- Bodybuilding pictogram
- Venue: Coliseo Mariscal Caceres
- Dates: August 10, 2019
- Competitors: 32 from 19 nations

= Bodybuilding at the 2019 Pan American Games =

Bodybuilding competitions at the 2019 Pan American Games in Lima, Peru were held on August 10, 2019 at the Coliseo Mariscal Caceres. The venue also hosted the weightlifting competitions.

In November 2016, Panam Sports added the sport to the Pan American Games sport program, which meant the sport made its debut at the games. A total of two events will be contested: one for men (classic bodybuilding) and one for women (bikini fitness). A total of 32 bodybuilders (16 per gender) competed.
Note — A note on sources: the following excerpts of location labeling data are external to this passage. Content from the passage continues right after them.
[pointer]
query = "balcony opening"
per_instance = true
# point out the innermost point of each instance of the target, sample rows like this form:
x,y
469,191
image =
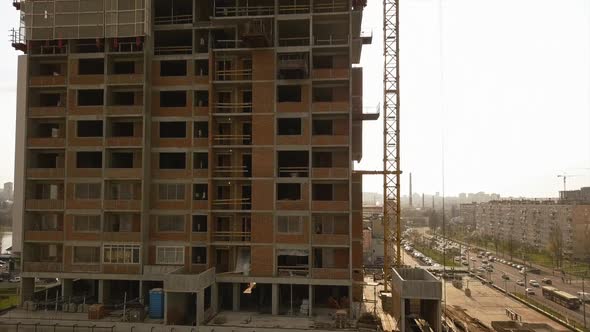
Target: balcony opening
x,y
201,129
289,93
123,98
173,12
289,126
46,160
322,192
122,129
322,159
330,258
293,262
202,98
89,128
199,255
172,68
330,224
169,42
201,68
173,129
288,192
294,33
87,223
124,67
47,130
88,159
200,191
293,66
119,222
170,223
121,160
90,66
200,160
199,224
323,95
293,163
90,97
172,160
322,127
172,98
50,99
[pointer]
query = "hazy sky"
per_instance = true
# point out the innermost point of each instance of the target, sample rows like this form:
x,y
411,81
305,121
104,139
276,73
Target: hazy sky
x,y
514,107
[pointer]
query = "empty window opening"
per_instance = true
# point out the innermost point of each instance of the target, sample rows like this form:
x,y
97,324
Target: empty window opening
x,y
322,127
89,159
87,190
90,97
201,68
201,98
289,126
199,255
293,163
173,129
91,67
171,191
119,223
171,223
323,94
322,159
200,191
330,224
87,223
50,100
48,129
121,160
124,67
172,98
288,191
173,68
86,255
201,129
200,160
289,93
46,160
199,224
322,192
172,160
89,128
289,224
121,191
122,129
123,98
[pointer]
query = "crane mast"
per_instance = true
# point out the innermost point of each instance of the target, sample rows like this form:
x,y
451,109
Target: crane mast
x,y
391,139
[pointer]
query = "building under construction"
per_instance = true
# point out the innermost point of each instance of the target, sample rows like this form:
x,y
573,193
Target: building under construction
x,y
204,148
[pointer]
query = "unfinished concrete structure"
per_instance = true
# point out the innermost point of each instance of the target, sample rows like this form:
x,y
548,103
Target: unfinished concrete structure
x,y
202,147
416,294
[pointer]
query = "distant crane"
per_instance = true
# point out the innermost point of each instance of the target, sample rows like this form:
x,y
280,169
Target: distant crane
x,y
565,176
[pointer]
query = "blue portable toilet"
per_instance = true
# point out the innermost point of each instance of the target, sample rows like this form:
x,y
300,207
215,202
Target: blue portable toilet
x,y
156,303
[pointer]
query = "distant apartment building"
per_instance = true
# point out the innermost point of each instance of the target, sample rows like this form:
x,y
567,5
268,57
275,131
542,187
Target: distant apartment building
x,y
534,223
200,147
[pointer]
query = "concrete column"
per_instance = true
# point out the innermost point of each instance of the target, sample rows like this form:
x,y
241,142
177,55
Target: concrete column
x,y
104,290
66,288
275,299
310,300
201,306
236,297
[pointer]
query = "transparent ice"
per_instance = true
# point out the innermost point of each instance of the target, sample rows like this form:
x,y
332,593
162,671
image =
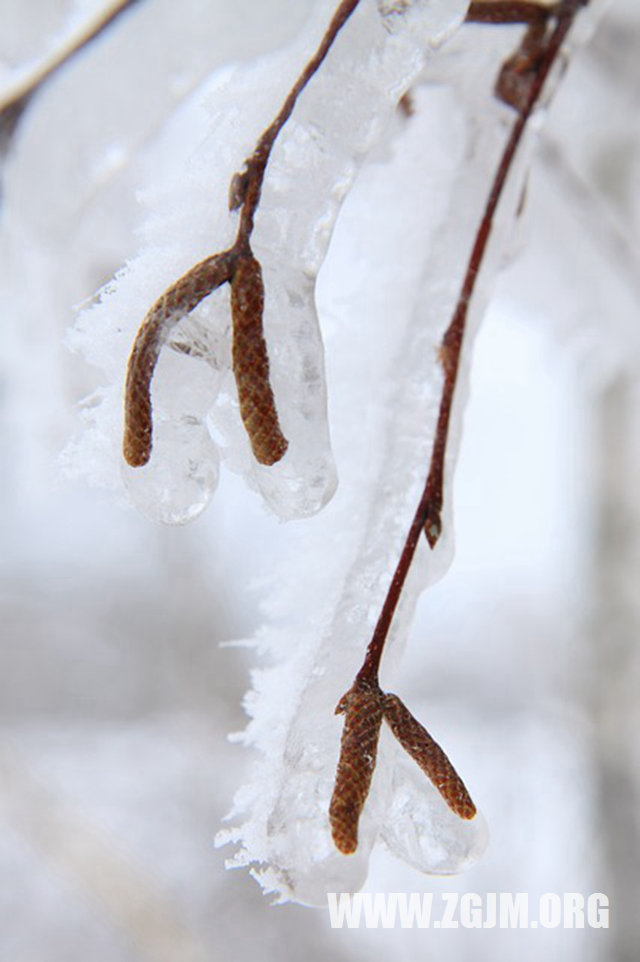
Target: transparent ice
x,y
343,112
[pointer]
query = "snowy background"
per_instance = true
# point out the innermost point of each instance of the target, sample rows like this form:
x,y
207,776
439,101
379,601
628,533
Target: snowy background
x,y
115,695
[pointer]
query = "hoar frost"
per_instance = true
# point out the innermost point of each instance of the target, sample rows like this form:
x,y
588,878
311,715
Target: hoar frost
x,y
338,118
385,295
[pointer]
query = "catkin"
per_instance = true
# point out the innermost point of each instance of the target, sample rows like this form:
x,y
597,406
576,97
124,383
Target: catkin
x,y
362,708
418,743
168,310
251,363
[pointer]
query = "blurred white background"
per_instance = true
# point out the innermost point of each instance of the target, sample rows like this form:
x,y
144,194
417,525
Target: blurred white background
x,y
115,697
El Salvador won both gold medals on offer.

==Medal table==

| Rank | Nation | Gold | Silver | Bronze | Total |
| 1 | El Salvador | 2 | 0 | 0 | 2 |
| 2 | Colombia | 0 | 1 | 0 | 1 |
| Mexico | 0 | 1 | 0 | 1 |
| 4 | Chile | 0 | 0 | 1 | 1 |
| Guatemala | 0 | 0 | 1 | 1 |
| Totals (5 entries) |  | 2 | 2 | 2 | 6 |

==Medalists==
| Men's class bodybuilding | | 36 | | 38 | | 40 |
| Women's bikini fitness | | 21 | | 36 | | 41 |

| Event | Gold |  | Silver |  | Bronze |  |
|---|---|---|---|---|---|---|
| Men's class bodybuilding details | William Rodríguez El Salvador | 36 | Carlos Giraldo Colombia | 38 | Jonathan Martínez Guatemala | 40 |
| Women's bikini fitness details | Paulina Zamora El Salvador | 21 | Xyomara Valdivia Mexico | 36 | Macarena Figueroa Chile | 41 |

==Participating nations==
A total of 19 countries qualified athletes.

==Qualification==

A total of 32 athletes qualified. The top 15 athletes (one per nation) after reallocation and the host nation Peru, qualified in each event. Qualification was done at the 2018 Pan American Championships held in Antigua, Guatemala in November.